Mato Grosso do Sul acrescentou 857 quilômetros de rodovias asfaltadas entre janeiro de 2023 e o início de 2026 e estabeleceu a meta de alcançar 6.660 quilômetros pavimentados até 2030, número que pode ultrapassar, pela primeira vez, a extensão de vias não pavimentadas no estado, excluídas as áreas do Pantanal. O avanço resulta de um conjunto de obras de pavimentação, restauração e aplicação de revestimento primário distribuídas por todas as regiões sul-matogrossenses.
Expansão da malha rodoviária
Ao início da atual gestão estadual, a rede asfaltada somava 5.131 quilômetros. Com os projetos em execução, a expectativa é atingir 5.988 quilômetros até o fim de 2026, antes de chegar ao patamar projetado para 2030. A estratégia prioriza corredores logísticos considerados essenciais para o escoamento da produção agroindustrial, a ligação entre polos regionais e a redução do tempo de deslocamento da população.
Principais trechos concluídos ou em fase final
As entregas recentes incluem a MS-345, conhecida como Estrada do 21, que liga o km 21 a Bonito passando por Águas do Miranda; a MS-347, entre Dois Irmãos do Buriti e Nioaque; e a pavimentação da MS-382 na região da Baía das Garças. Outros lotes contemplados são dois segmentos da MS-352, entre Terenos e Ponte do Grego; 21,8 quilômetros da MS-258 na localidade de Capão Seco, em Sidrolândia; e a primeira etapa da MS-338, em Ribas do Rio Pardo.
Obras financiadas pelo BNDES
Parte significativa dos investimentos provém de financiamentos do Banco Nacional de Desenvolvimento Econômico e Social. Dos R$ 2,6 bilhões aprovados para a infraestrutura viária estadual, recursos já viabilizam intervenções na MS-320, em Três Lagoas, e na MS-316, entre Inocência e o Rio Indaiá Grande. Esses eixos são considerados estratégicos para a indústria de celulose em expansão na região Leste e para a conexão com o estado de São Paulo.
Cronograma de recuperação de pavimento
No segmento de restauração, as frentes de trabalho abrangem a MS-276, entre Vila São Pedro e Deodápolis; a MS-436, de Camapuã a Figueirão; além de trechos das rodovias MS-180, MS-156 e MS-295. As ações objetivam prolongar a vida útil do pavimento e elevar o nível de segurança viária.
Intervenções regionais
Na região Leste, além da MS-320, avançam as obras na MS-444, entre Selvíria e MS-112; na MS-316, entre Inocência e Paraíso das Águas; e na MS-324, que liga Água Clara à BR-060. No Sudeste, a pavimentação da MS-134 reforça a rota entre Nova Andradina e o distrito de Casa Verde, enquanto a primeira etapa da MS-040, entre Santa Rita do Pardo e Brasilândia, utiliza recursos exclusivamente estaduais.

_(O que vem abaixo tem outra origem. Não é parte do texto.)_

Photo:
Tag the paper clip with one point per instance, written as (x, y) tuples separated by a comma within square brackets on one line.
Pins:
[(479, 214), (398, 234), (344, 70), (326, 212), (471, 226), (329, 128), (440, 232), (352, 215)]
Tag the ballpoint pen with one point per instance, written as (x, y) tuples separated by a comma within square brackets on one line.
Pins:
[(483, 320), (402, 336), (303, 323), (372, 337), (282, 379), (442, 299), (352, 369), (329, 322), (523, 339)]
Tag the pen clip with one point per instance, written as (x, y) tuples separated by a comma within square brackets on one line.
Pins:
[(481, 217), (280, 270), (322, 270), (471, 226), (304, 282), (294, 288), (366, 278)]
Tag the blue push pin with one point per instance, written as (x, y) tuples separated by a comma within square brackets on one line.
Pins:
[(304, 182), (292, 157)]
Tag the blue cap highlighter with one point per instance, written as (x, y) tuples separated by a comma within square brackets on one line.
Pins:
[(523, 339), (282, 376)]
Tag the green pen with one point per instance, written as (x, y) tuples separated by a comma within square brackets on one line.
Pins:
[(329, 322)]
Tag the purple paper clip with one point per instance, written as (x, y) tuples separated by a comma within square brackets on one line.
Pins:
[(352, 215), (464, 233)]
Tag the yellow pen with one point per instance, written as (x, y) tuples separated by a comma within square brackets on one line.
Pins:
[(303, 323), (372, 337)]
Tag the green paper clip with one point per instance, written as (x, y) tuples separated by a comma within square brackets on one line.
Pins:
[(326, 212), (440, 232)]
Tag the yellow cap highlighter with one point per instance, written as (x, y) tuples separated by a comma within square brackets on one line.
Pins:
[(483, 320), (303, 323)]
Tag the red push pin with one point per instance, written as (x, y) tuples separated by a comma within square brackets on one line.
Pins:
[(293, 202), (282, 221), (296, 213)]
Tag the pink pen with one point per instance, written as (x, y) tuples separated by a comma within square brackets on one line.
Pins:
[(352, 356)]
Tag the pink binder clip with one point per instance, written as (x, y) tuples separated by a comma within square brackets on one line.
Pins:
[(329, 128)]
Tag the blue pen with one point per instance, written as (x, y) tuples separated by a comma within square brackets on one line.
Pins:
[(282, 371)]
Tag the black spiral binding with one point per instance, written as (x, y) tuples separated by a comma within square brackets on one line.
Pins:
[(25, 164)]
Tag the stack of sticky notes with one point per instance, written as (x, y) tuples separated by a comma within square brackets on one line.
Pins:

No Sul, as frentes de trabalho abrangem a MS-162, entre Maracaju e a Placa do Abadio, em Dourados; a MS-378, entre Ponte Guaíba e Caarapó; além de trechos da MS-380 e da MS-289. No eixo central, destacam-se as intervenções na MS-244, região do Taboco, e na MS-355, entre Dois Irmãos do Buriti e Terenos, além das etapas finais das rodovias MS-245 e MS-338.
Investimentos em revestimento primário
Em áreas onde o asfalto não é indicado por razões ambientais ou estruturais, o governo estadual aplica revestimento primário para garantir trafegabilidade. De acordo com balanço oficial, já foram investidos cerca de R$ 456 milhões em mais de 505 quilômetros com esse tipo de intervenção. O pacote contempla trechos na MS-454, em Forte Coimbra; no Porto São Pedro; na Estrada do Firme; na Estrada da Barranqueira, em Coxim; e no acesso ao Porto Esperança. Permanecem em execução frentes na MS-214, MS-168, MS-228 e no acesso ao Porto Rolon.
Objetivos declarados pelo governo
Segundo a Secretaria Estadual de Infraestrutura e Logística, o foco das obras é melhorar as condições de deslocamento, aumentar a segurança e fortalecer a economia local. A gestão estadual argumenta que cada quilômetro asfaltado reduz custos de transporte, impulsiona o desenvolvimento regional e contribui para a integração das comunidades.
Com a projeção de ultrapassar a malha não pavimentada até 2030, Mato Grosso do Sul busca consolidar-se como hub logístico no Centro-Oeste, ampliando a capacidade de escoamento da produção agropecuária, atendendo demandas industriais e elevando a qualidade de vida de quem depende diariamente da malha rodoviária estadual.